La sindrome di Madame Bovary: il concetto di Flaubert

La sindrome di Madame Bovary: il concetto di Flaubert

La sindrome di Madame Bovary o “bovarismo” corrisponde a un disturbo comportamentale che nasce nel 1856-1857, a seguito della pubblicazione del romanzo di Gustave Flaubert intitolato Madame Bovary.

La sindrome di Madame Bovary, che racchiude il messaggio dell’intero romanzo, si basa sulla disillusione riguardante l’idealizzazione dell’amore, presentato per lo più nei romanzi di stampo romantico del XIX secolo. All’interno di questi romanzi venivano narrate delle vere e proprie fiabe incentrate su due innamorati che si sposano e vivono per sempre felici e contenti. I romanzi di Jane Austen mantengono fedelmente questa struttura: un esempio è Orgoglio e Pregiudizio.

Scrivendo Madame Bovary, Flaubert si focalizza sulla vita che i due innamorati vivono all’interno del matrimonio, dalla quale scaturirà la sindrome di Madame Bovary.

Il tema principale dell’opera è la noia che nasce dall’insoddisfazione della protagonista, legata principalmente al rapporto con il marito Charles, un uomo molto più grande di lei e fisicamente poco attraente. Charles, una volta sposati, le darà il suo cognome e, di conseguenza, il suo titolo nobiliare. È proprio a causa del titolo di “Madame” che il lettore, procedendo alla lettura del romanzo, si aspetterà determinati comportamenti conformi alla sua posizione sociale.

Nonostante ciò, Emma Bovary non nasconde la sua infelicità coniugale. Ciò che le si pone da ostacolo tra lei e la felicità è proprio la percezione romantica che esista qualcosa di più, un futuro più allettante che deve riuscire a trovare. Ciò che darà inizio alla sindrome di Madame Bovary, infatti, sarà proprio l’influenza dei romanzi di stampo romantico dai quali ricava i suoi desideri, come sfoggiare begli abiti viaggiando in carrozza o danzando ai galà, tutto ciò destando sempre ammirazione. Inizierà così la sua ricerca di una vita migliore, che penserà di aver trovato con ognuno dei suoi amanti. 

Sindrome di Madame Bovary e l’adulterio

Un ruolo centrale all’interno di Madame Bovary è costituito dall’adulterio.
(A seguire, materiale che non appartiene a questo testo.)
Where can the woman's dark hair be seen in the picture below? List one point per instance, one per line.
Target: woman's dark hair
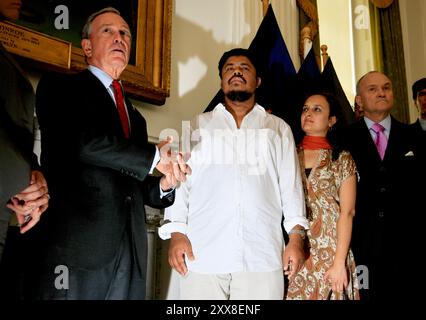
(333, 136)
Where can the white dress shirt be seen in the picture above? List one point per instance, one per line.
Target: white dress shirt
(243, 181)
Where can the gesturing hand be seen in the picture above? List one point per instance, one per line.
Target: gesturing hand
(31, 202)
(172, 164)
(179, 247)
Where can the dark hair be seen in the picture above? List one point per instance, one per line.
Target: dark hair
(419, 85)
(334, 134)
(237, 52)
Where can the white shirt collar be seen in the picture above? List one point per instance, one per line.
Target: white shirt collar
(386, 123)
(104, 77)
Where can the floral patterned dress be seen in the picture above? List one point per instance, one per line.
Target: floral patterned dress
(322, 199)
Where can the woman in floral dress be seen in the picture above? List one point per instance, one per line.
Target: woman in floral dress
(329, 178)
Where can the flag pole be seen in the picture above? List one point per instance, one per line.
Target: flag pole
(324, 55)
(265, 4)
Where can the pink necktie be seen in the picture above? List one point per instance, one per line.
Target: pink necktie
(121, 107)
(381, 139)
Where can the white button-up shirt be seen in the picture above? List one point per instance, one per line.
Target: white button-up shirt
(243, 181)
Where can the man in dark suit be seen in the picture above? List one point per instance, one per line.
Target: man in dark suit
(23, 188)
(385, 194)
(97, 160)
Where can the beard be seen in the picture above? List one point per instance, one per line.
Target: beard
(239, 96)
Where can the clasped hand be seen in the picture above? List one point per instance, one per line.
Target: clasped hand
(31, 202)
(173, 165)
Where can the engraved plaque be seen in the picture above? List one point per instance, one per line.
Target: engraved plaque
(32, 44)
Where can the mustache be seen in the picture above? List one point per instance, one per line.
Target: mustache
(237, 76)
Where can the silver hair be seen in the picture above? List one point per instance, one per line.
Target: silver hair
(87, 29)
(358, 84)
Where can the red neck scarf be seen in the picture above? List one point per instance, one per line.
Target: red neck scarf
(315, 143)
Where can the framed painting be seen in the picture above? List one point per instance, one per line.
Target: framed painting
(36, 37)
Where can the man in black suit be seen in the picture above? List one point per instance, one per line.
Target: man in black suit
(419, 127)
(386, 199)
(97, 160)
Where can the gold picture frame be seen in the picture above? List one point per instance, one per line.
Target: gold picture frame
(146, 79)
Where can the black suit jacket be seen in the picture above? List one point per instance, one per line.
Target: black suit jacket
(385, 203)
(98, 180)
(420, 140)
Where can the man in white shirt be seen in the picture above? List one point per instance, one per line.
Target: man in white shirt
(225, 225)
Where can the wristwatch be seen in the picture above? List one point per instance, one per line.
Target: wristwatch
(300, 232)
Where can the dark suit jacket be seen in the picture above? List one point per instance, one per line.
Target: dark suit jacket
(385, 202)
(420, 140)
(98, 180)
(16, 128)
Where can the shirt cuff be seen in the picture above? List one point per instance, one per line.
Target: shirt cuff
(166, 230)
(155, 161)
(164, 193)
(301, 221)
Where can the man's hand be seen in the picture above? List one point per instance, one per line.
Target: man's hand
(31, 202)
(293, 257)
(179, 246)
(172, 165)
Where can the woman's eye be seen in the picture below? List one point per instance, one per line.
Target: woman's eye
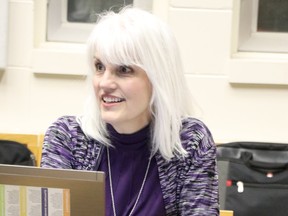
(125, 70)
(99, 67)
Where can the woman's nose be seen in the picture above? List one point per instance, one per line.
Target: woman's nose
(107, 80)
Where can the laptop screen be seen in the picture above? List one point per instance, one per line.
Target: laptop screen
(35, 191)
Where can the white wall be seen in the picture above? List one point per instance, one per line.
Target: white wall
(30, 102)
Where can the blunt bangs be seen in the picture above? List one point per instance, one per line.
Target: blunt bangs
(114, 44)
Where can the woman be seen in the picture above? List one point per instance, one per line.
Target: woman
(136, 127)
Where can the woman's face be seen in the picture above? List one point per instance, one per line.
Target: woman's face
(124, 94)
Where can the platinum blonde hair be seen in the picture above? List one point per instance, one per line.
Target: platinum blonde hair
(136, 37)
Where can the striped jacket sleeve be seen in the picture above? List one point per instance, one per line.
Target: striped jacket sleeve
(199, 189)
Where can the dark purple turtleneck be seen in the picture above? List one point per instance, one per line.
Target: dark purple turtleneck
(129, 160)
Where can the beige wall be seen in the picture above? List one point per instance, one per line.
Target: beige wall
(30, 101)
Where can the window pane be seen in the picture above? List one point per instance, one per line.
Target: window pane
(86, 10)
(273, 16)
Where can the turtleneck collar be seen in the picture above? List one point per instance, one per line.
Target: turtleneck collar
(131, 141)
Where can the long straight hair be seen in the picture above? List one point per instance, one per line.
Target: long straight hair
(136, 37)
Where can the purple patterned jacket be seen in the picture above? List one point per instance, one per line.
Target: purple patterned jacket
(189, 185)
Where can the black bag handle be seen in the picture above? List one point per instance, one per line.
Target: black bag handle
(265, 167)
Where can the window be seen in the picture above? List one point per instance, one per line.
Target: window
(263, 26)
(72, 20)
(259, 42)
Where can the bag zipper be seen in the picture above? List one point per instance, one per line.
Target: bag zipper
(241, 185)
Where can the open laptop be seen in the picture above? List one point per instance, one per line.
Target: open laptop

Nei romanzi tradizionali, l’adulterio è inconcepibile: l’amore nasce in maniera semplice tra i due innamorati, che dopo diverse prove riescono a ricongiungersi definitivamente e a unirsi in matrimonio, ma l’adulterio non è parte delle peripezie che i due amanti sono costretti ad affrontare per coronare il loro sogno d’amore. In Madame Bovary, infatti, si dà l’illusione di aver adempito alla norma sociale per eccellenza, celebrando questo matrimonio tra Emma e Charles. La loro unione verrà coronata anche dalla nascita di una graziosa bambina. A seguito di questo lieto evento avverrà la rottura di questa cornice sociale: Emma tradirà per la prima volta Charles. L’adulterio, all’interno dell’opera, è un atto di autodeterminazione individuale e la più alta espressione del desiderio che condurrà alla sindrome di Madame Bovary.

Sarà proprio questo desiderio a portare Emma Bovary alla rovina. Di volta in volta, Madame Bovary verrà intrappolata dai suoi amanti che si succederanno nel corso della narrazione e che, infine, la tradiranno e deluderanno le sue attese riguardo una vita diversa. È questo ciò che darà inizio alla sindrome di Madame Bovary

Alla fine del romanzo, l’eroina verrà punita per le sue azioni e la sua anima diverrà un campo di battaglia tra il bene e il male. La sindrome di Madame Bovary si trasforma man mano in un vero e proprio conflitto interiore, causato dalla sua perenne insoddisfazione che, infine, la condurrà al suicidio.  Emma morirà, infatti, a causa della sua istintività: la sua sarà una morte assurda e terribile nella sua banalità.

Ciò che diviene evidente dopo la morte di Madame Bovary è l’intento di Flaubert, che andrà a plasmare la definizione della sindrome di Madame Bovary. Flaubert nel suo romanzo rivolge una forte critica al Romanticismo, che conduce le persone a idealizzare la realtà inadeguata in cui vivono, favorendo così l’illusione e la perenne insoddisfazione che non genererà mai a una vera e propria felicità dell’individuo.